## Matrix and Vocabulary Construction

In [1]:
import pandas as pd

import numpy as np

from scipy import sparse

import nltk
from nltk import bigrams
from nltk.corpus import stopwords
from nltk.tokenize import RegexpTokenizer

In [2]:
news = pd.read_csv("../data/estadao_noticias_eleicao.csv", encoding="utf-8")

In [3]:
content = news.titulo + " " + news.subTitulo + " " + news.conteudo
content = content.fillna("")

In [4]:
def co_occurrence_matrix(corpus):
    vocab = set(corpus)
    vocab = list(vocab)
    n = len(vocab)
   
    vocab_to_index = {word:i for i, word in enumerate(vocab)}
    
    bi_grams = list(bigrams(corpus))

    bigram_freq = nltk.FreqDist(bi_grams).most_common(len(bi_grams))

    I=list()
    J=list()
    V=list()
    
    for bigram in bigram_freq:
        current = bigram[0][1]
        previous = bigram[0][0]
        count = bigram[1]

        I.append(vocab_to_index[previous])
        J.append(vocab_to_index[current])
        V.append(count)
        
    co_occurrence_matrix = sparse.coo_matrix((V,(I,J)), shape=(n,n))

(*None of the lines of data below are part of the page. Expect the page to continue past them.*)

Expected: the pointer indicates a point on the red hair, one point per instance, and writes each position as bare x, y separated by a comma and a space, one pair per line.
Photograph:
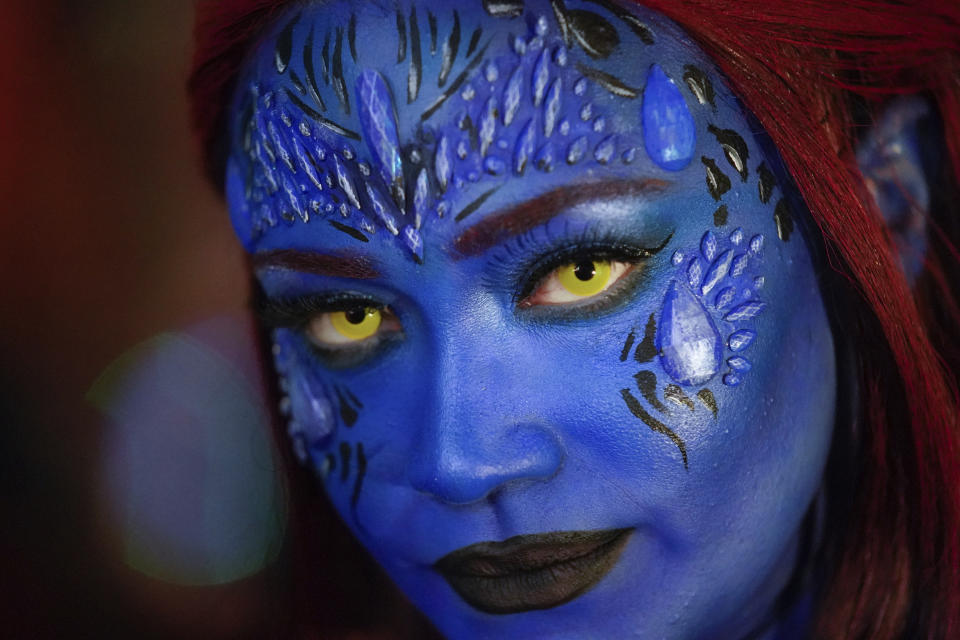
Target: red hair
812, 72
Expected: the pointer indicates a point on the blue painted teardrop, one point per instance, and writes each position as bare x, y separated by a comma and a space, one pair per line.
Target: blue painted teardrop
669, 134
378, 120
689, 345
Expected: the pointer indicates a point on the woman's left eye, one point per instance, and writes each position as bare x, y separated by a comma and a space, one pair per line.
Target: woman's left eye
577, 281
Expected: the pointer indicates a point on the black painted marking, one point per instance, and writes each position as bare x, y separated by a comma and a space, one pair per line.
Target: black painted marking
675, 394
325, 59
339, 84
646, 350
784, 219
329, 124
476, 204
717, 181
352, 36
331, 462
474, 41
647, 384
611, 83
311, 72
455, 85
450, 49
627, 346
350, 231
720, 216
637, 410
641, 30
401, 37
560, 12
503, 8
347, 412
767, 182
361, 474
354, 399
734, 148
297, 82
284, 48
345, 460
415, 72
472, 135
595, 34
699, 85
706, 397
432, 28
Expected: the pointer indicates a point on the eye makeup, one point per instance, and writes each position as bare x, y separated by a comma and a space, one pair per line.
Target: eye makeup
342, 330
528, 260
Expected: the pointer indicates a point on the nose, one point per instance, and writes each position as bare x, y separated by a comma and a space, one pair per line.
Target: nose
465, 462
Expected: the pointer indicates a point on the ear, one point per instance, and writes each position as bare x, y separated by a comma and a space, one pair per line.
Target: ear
897, 160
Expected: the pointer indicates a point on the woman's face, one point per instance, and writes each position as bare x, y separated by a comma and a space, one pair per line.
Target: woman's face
549, 333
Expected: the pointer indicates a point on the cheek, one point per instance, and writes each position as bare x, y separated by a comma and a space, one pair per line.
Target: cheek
321, 418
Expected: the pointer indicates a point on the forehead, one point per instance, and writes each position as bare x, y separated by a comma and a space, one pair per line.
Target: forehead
382, 121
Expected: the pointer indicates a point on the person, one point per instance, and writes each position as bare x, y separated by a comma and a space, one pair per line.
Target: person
601, 319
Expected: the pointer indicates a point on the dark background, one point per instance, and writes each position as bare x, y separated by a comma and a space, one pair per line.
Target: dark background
109, 236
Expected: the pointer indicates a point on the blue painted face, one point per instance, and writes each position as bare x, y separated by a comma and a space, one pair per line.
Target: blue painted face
545, 327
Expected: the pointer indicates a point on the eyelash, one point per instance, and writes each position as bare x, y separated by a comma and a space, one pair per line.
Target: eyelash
512, 264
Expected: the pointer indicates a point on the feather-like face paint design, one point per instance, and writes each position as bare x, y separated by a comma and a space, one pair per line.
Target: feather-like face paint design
530, 272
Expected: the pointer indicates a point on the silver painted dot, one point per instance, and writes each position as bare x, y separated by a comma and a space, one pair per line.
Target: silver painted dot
519, 45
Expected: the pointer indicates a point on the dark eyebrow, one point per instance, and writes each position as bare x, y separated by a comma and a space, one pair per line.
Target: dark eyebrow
517, 219
323, 264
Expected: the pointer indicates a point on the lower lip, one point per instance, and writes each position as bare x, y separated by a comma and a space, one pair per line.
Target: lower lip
532, 572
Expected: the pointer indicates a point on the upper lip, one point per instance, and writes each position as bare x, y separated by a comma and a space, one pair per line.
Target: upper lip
531, 571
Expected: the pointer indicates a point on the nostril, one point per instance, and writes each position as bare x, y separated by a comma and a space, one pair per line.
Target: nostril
461, 471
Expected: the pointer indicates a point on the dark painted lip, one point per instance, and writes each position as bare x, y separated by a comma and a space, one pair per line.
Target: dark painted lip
537, 571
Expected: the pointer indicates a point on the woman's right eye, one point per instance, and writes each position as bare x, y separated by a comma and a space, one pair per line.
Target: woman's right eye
358, 326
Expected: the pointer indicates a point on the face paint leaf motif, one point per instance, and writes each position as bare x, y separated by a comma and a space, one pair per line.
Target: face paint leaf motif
610, 82
576, 150
541, 76
503, 8
734, 148
511, 95
595, 34
717, 272
699, 85
669, 134
551, 108
688, 342
740, 340
378, 120
717, 181
745, 311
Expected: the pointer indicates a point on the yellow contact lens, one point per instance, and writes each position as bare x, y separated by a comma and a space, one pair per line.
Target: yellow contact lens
357, 323
585, 278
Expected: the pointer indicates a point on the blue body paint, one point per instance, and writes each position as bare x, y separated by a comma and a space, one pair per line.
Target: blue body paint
449, 176
668, 130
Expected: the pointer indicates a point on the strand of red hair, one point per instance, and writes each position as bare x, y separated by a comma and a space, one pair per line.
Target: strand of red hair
801, 66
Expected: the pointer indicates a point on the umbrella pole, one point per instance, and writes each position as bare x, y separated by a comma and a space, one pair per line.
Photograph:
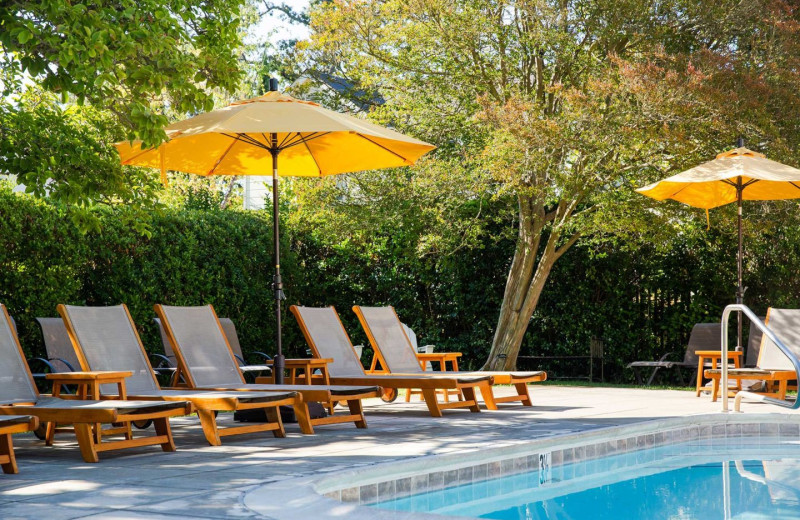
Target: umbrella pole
277, 284
739, 288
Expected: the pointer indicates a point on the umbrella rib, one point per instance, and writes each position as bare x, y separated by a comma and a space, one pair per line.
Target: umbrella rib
245, 139
309, 137
313, 158
381, 146
219, 161
285, 139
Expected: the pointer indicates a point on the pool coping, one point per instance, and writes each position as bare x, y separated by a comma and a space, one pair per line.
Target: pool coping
345, 493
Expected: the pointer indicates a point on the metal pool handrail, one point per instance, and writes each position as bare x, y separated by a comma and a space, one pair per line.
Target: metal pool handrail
754, 320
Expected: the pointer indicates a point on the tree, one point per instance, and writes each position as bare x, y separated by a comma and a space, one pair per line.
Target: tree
66, 154
565, 105
135, 58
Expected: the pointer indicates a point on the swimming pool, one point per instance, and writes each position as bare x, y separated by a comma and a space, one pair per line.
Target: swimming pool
608, 464
700, 479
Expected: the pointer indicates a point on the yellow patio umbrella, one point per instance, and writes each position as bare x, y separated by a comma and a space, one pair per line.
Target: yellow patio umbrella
247, 138
735, 175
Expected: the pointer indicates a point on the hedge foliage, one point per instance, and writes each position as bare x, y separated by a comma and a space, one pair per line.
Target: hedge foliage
641, 303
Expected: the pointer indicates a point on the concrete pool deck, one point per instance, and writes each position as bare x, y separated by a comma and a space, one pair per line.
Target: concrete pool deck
199, 481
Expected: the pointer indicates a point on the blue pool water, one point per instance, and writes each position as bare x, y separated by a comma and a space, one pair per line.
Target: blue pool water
678, 482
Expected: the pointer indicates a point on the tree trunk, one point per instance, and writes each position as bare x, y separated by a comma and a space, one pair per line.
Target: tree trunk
526, 279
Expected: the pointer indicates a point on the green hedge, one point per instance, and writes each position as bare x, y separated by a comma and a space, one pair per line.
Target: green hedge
641, 303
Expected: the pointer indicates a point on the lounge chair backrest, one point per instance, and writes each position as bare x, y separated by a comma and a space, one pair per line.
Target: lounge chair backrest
164, 339
58, 345
227, 326
785, 323
389, 339
326, 336
233, 338
200, 345
105, 338
704, 336
753, 345
16, 381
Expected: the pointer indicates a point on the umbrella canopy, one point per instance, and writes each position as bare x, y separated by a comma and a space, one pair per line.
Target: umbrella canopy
247, 138
714, 183
735, 175
313, 141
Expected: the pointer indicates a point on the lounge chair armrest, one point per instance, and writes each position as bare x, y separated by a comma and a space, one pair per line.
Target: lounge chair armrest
438, 355
45, 362
67, 363
89, 376
163, 361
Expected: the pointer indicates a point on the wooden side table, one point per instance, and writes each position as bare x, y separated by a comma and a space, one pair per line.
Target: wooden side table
440, 357
714, 357
88, 387
304, 368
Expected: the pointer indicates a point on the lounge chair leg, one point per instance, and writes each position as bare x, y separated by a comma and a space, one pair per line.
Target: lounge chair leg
653, 376
209, 424
429, 394
162, 427
357, 409
469, 395
50, 433
7, 451
782, 387
637, 375
303, 418
524, 393
83, 432
488, 396
274, 416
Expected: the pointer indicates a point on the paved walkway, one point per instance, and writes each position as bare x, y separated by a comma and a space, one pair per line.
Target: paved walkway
199, 481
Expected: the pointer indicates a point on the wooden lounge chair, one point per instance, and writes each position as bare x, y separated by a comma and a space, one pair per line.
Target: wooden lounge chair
9, 425
205, 361
233, 340
19, 396
327, 338
396, 354
105, 338
773, 367
704, 336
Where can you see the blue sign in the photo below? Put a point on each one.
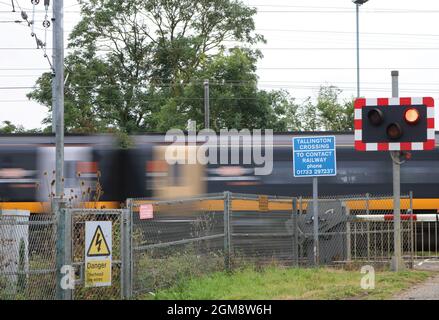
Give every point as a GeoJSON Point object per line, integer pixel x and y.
{"type": "Point", "coordinates": [314, 156]}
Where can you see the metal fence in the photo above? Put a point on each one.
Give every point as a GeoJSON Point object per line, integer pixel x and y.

    return co_occurrence_matrix, vocab_to_index

#### Removing punctuation

In [5]:
tokenizer = RegexpTokenizer(r'\w+')
tokens_lists = content.apply(lambda text: tokenizer.tokenize(text.lower()))

#### Removing stopwords

In [6]:
stopword_ = stopwords.words('portuguese')
filtered_tokens = tokens_lists.apply(lambda tokens: [token for token in tokens if token not in stopword_])

#### Transforming list of lists into one list

In [7]:
tokens = [token for tokens_list in filtered_tokens for token in tokens_list]

In [8]:
matrix, vocab = co_occurrence_matrix(tokens)

## Consult Bigram Frequency

In [9]:
consultable_matrix = matrix.tocsr()

In [10]:
def consult_frequency(w1, w2):
    return(consultable_matrix[vocab[w1],vocab[w2]])

#### Example

In [11]:
w1 = 'poucos'
w2 = 'recursos'
consult_frequency(w1, w2)

3